The 66-year-old farmer says his back hurts when he shears the wool and it’s time for more golf and travel. He leaves behind him a trail of ribbons for his champion alpacas, and a whack of cash, for which he confesses was not hard-earned because alpacas are inexpensive to feed, easy to handle and good breeding stock fetches big bucks. He sold one of his champion breeding males two years ago for more than $20,000, he said.
He has grossed about $100,000 in a year, netting about $45,000, with a 45-head herd. For him, the money is all in having the best breeding stock. Sales from wool simply covers his costs. Other alpaca farmers turn the fibre into clothing to generate their revenue from finished products.
Leonard focuses on winning animals, not products and marketing.
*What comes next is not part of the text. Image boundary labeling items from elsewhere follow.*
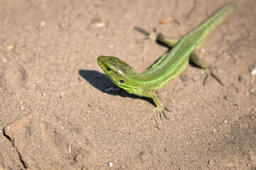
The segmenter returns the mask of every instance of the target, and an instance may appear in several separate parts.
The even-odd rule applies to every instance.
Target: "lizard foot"
[[[161,107],[157,107],[155,110],[157,110],[157,115],[155,116],[155,119],[157,124],[159,124],[157,118],[160,118],[160,119],[162,120],[162,115],[163,115],[166,119],[169,120],[169,118],[165,113],[165,110],[167,111],[169,111],[169,110],[167,109],[166,107],[165,107],[164,106],[161,106]]]
[[[208,77],[209,76],[209,75],[211,75],[212,77],[213,77],[214,79],[216,79],[221,86],[223,86],[224,84],[221,82],[221,79],[216,76],[216,74],[215,74],[213,72],[213,67],[208,67],[206,69],[204,69],[204,72],[205,72],[205,78],[204,80],[204,86],[206,84],[206,81],[208,79]]]

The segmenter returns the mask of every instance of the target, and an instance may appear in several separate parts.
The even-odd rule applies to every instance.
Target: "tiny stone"
[[[70,146],[70,144],[69,144],[69,148],[68,148],[68,149],[69,149],[69,152],[71,153],[71,146]]]
[[[238,81],[241,82],[242,80],[243,80],[243,76],[238,76]]]
[[[250,73],[252,76],[256,75],[256,69],[252,69],[252,72]]]
[[[21,110],[24,110],[24,106],[21,106],[20,109],[21,109]]]
[[[45,21],[42,21],[40,25],[41,25],[41,26],[45,26]]]

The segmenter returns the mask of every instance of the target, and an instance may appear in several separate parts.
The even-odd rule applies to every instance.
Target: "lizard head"
[[[116,85],[132,93],[133,83],[127,78],[137,73],[133,67],[116,57],[101,55],[98,57],[97,62]]]

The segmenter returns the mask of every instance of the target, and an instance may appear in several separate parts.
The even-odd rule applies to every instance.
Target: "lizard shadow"
[[[123,89],[118,87],[109,79],[109,78],[106,74],[101,74],[95,70],[85,70],[85,69],[80,69],[78,72],[78,73],[91,86],[94,86],[96,89],[97,89],[98,90],[101,91],[103,93],[113,96],[120,96],[123,98],[130,97],[132,98],[140,98],[155,106],[154,102],[151,98],[140,97],[135,96],[134,94],[130,94],[126,92],[126,91],[123,90]],[[116,87],[115,88],[115,89],[116,90],[109,90],[109,91],[106,90],[113,86]]]

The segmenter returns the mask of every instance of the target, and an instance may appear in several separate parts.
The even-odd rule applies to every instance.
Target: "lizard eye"
[[[111,71],[111,69],[108,67],[106,67],[106,70],[107,71]]]

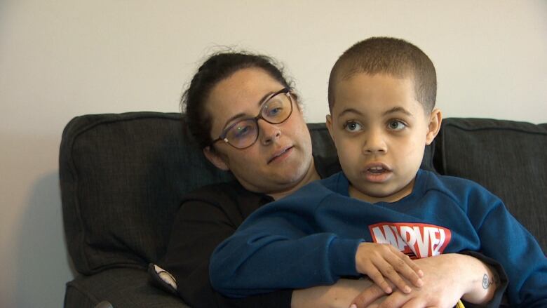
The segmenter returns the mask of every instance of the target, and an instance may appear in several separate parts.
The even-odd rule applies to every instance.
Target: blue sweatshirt
[[[252,213],[215,250],[211,283],[230,297],[330,285],[358,276],[363,241],[411,257],[480,251],[499,262],[512,305],[547,305],[547,258],[501,201],[477,183],[420,170],[394,203],[351,198],[343,173],[312,182]]]

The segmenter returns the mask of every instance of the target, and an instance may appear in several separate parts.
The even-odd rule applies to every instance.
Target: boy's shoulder
[[[330,195],[339,193],[340,187],[344,186],[344,179],[345,177],[342,171],[336,173],[328,178],[311,182],[295,193],[280,199],[280,201],[294,202],[296,200],[299,202],[306,203],[320,202]],[[347,180],[346,180],[346,182],[347,182]]]
[[[470,199],[487,199],[489,202],[493,199],[498,199],[480,184],[469,179],[439,175],[424,170],[419,170],[419,177],[423,179],[425,192],[440,192],[457,199],[459,202],[468,201]]]

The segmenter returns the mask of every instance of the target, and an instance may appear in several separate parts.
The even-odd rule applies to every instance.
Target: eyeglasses
[[[292,114],[292,99],[290,91],[285,88],[265,100],[257,116],[245,119],[228,126],[211,145],[222,140],[236,149],[246,149],[258,140],[258,120],[271,124],[280,124]]]

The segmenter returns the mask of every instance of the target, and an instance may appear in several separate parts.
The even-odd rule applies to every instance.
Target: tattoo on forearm
[[[497,275],[494,275],[492,277],[492,279],[488,278],[488,275],[485,274],[485,276],[482,276],[482,288],[485,289],[487,289],[490,287],[490,286],[493,284],[497,284],[499,281],[499,279]]]

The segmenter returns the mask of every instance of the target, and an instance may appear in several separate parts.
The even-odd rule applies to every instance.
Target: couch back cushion
[[[499,196],[547,252],[547,123],[446,119],[434,162]]]
[[[325,123],[308,127],[314,154],[336,156]],[[432,149],[422,165],[428,169]],[[67,243],[86,274],[157,261],[182,196],[234,179],[205,159],[175,113],[78,116],[65,127],[60,151]]]
[[[195,150],[179,114],[79,116],[63,132],[60,178],[76,269],[144,267],[163,254],[184,192],[231,179]]]

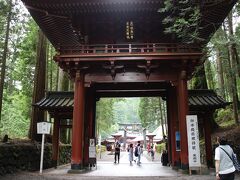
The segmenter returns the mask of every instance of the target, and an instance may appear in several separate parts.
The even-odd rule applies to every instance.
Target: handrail
[[[90,44],[64,47],[61,54],[148,54],[148,53],[191,53],[201,52],[200,47],[182,44]]]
He has competed at the Ontario Alpaca Show, earning grand championships every year for males or females from 2004 to 2007. It’s difficult to find a place to sit down in his house without having to move award ribbons. “Winning awards at shows is so important. Since the alpaca market is limited in sellers, winning puts you on the map,” Léonard said. “Everybody knows you.” He spends little on advertising and his marketing skills are put to use in answering e-mails and coordinating sales.
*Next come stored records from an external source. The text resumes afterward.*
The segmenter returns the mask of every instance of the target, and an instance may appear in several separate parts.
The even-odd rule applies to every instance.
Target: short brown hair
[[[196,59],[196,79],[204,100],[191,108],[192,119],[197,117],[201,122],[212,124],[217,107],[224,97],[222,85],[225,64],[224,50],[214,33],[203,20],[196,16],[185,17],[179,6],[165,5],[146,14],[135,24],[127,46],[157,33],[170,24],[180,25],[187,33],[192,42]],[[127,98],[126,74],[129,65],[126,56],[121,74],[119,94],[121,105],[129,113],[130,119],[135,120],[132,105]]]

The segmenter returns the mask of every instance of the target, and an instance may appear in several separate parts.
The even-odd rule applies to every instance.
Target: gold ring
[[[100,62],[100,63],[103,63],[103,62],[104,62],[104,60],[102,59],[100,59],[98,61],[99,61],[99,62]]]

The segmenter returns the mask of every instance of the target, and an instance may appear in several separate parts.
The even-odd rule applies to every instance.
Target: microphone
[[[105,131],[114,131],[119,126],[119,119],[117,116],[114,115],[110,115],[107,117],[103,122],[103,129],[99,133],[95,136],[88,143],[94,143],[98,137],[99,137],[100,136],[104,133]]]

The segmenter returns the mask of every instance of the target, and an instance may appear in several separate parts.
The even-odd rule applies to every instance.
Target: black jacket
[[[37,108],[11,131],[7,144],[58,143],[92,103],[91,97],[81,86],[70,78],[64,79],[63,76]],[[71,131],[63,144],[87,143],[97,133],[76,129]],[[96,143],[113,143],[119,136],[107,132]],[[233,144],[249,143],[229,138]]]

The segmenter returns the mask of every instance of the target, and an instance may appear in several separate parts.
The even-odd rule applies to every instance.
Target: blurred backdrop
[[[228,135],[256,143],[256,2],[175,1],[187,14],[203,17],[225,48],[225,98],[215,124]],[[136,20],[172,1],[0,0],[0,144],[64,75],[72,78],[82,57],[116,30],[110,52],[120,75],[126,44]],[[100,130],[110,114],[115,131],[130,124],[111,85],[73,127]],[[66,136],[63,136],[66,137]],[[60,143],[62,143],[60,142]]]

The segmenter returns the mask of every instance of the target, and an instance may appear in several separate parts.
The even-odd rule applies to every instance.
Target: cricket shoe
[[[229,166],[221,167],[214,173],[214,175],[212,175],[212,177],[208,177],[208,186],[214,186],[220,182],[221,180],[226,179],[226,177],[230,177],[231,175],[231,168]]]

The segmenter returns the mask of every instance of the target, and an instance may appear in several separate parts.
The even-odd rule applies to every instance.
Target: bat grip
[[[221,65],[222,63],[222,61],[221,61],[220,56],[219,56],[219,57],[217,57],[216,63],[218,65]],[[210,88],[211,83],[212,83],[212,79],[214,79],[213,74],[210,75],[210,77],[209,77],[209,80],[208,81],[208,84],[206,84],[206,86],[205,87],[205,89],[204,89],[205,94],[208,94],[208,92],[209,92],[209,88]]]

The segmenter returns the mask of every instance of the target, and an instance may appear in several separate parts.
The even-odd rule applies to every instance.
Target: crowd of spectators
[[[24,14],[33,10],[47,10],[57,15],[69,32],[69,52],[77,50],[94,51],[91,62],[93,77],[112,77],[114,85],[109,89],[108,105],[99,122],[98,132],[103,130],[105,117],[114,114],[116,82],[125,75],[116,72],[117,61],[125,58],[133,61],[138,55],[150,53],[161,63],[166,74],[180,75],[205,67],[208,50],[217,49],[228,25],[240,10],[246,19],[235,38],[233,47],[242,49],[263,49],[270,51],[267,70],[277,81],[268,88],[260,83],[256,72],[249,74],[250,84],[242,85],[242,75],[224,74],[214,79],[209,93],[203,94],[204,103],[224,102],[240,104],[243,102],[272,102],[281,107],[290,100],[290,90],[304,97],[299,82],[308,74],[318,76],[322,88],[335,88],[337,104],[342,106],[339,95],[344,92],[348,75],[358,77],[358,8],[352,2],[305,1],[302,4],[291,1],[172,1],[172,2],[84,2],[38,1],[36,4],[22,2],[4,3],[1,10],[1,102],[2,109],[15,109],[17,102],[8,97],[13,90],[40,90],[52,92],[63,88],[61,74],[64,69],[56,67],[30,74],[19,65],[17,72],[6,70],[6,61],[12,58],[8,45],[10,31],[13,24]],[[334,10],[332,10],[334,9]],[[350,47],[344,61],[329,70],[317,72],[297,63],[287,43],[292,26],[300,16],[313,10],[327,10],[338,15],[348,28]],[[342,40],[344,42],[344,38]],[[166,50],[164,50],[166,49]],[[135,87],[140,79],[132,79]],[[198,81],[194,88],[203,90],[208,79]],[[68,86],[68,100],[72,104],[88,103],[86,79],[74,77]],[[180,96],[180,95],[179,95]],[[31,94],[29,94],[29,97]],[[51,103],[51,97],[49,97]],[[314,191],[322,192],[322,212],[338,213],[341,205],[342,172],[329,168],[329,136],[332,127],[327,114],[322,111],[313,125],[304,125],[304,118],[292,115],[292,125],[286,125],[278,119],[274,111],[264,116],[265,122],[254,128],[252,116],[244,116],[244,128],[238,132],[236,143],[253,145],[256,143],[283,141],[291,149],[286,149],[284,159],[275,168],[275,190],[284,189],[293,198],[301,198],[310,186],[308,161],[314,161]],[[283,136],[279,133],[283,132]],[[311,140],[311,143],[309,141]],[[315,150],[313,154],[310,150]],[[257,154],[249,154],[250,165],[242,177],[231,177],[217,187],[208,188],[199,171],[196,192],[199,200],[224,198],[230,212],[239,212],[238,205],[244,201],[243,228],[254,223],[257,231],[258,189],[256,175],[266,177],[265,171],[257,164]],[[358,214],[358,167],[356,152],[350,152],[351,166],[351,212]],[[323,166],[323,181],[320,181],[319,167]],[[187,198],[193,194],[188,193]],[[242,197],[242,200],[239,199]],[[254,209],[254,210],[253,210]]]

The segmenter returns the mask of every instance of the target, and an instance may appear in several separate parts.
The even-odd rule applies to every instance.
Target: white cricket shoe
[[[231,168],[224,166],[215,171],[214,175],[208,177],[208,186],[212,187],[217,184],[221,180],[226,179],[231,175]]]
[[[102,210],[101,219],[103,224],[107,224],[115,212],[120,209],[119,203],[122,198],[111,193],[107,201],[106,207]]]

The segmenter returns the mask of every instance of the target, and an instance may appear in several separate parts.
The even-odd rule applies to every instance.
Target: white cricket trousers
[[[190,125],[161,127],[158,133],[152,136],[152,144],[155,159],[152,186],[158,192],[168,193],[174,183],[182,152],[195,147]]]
But this year, “I’m on the way out.” He’s sold most of his 45-head. He’s hanging on to one young male because he hopes it will earn Supreme champion honours at the Ontario Alpaca Show in Orangeville in April. The young animal was the judge’s favourite last year but Leonard was told the judge wouldn’t give top honours to a six-month-old. If Leonard’s charge wins this year, he figures he can then sell him for “at least $12,000, maybe more.”
He’s heard of champion male breeding stock selling for $225,000. Three or four farms will buy one male with hopes that the about 50 females from each heard will bear breeding offspring that will sell for up to $5,000 each. Those who don’t make the grade, often become pet alpacas that sell for $800 to $1,000.
The wool gets sent to a co-op in Alberta. Léonard also makes the occasional farm gate sale, often from someone searching for a unique Christmas gift. “We just sell yarn and socks. Some Alpaca farms will have full stores but we cater to the local market, people who hear about us from word of mouth.”
Leonard had been a beef farmer since the 1960s but when he retired from the Canadian Broadcasting Corporation in 1994, he switched to a relatively new species in North America. The South American Alpaca arrived in Canada in 1988 so breeding stock has yet to reach the saturation point, he said. Leonard was only the second alpaca farmer in the province and said that it was the best decision he made. “An alpaca to me then had four legs and a long neck, that’s it.” In time, he owned one of the best herds in the country.
He recommends that new breeders spend at least $50,000 to start with one good breeding male (about $12,000) and three or four females ($10,000 each). You can rent out a good male, charging $2,000 to $2,400 for breeding. Females have one offspring a year, a reason to have patience built into the business plan. “The first thing I tell people is to think of it as a hobby.”
Léonard made money with beef but he worked his hands to the bone. Alpacas brought in the same amount of profit in half the time and were a pleasure to work with. He only spends about an hour a day in the barn. Feeding costs are minimal. One bale of hay, supplemented with a half-cup of grain a day, will last one alpaca all winter, he said.
“There’s no animal more fun than an alpaca.” They’re curious and treat you as one of their own, running straight up to you they’ll literally get nose-to-nose. “They’ll talk to you,” he said. “They have a humming noise. They are the most gentle creatures you’ll ever meet.”
But you do have to watch for what he calls “beserk syndrome”. A male can consider a man as another male alpaca and their claim is that “all these girls are mine. If that happens they can bite or hit you with their front legs. Humans are competition.”
As for the young, “The babies are adorable. When two or three are together just before it gets dark, we call it show time. They jump around, all four legs in the air at the same time.”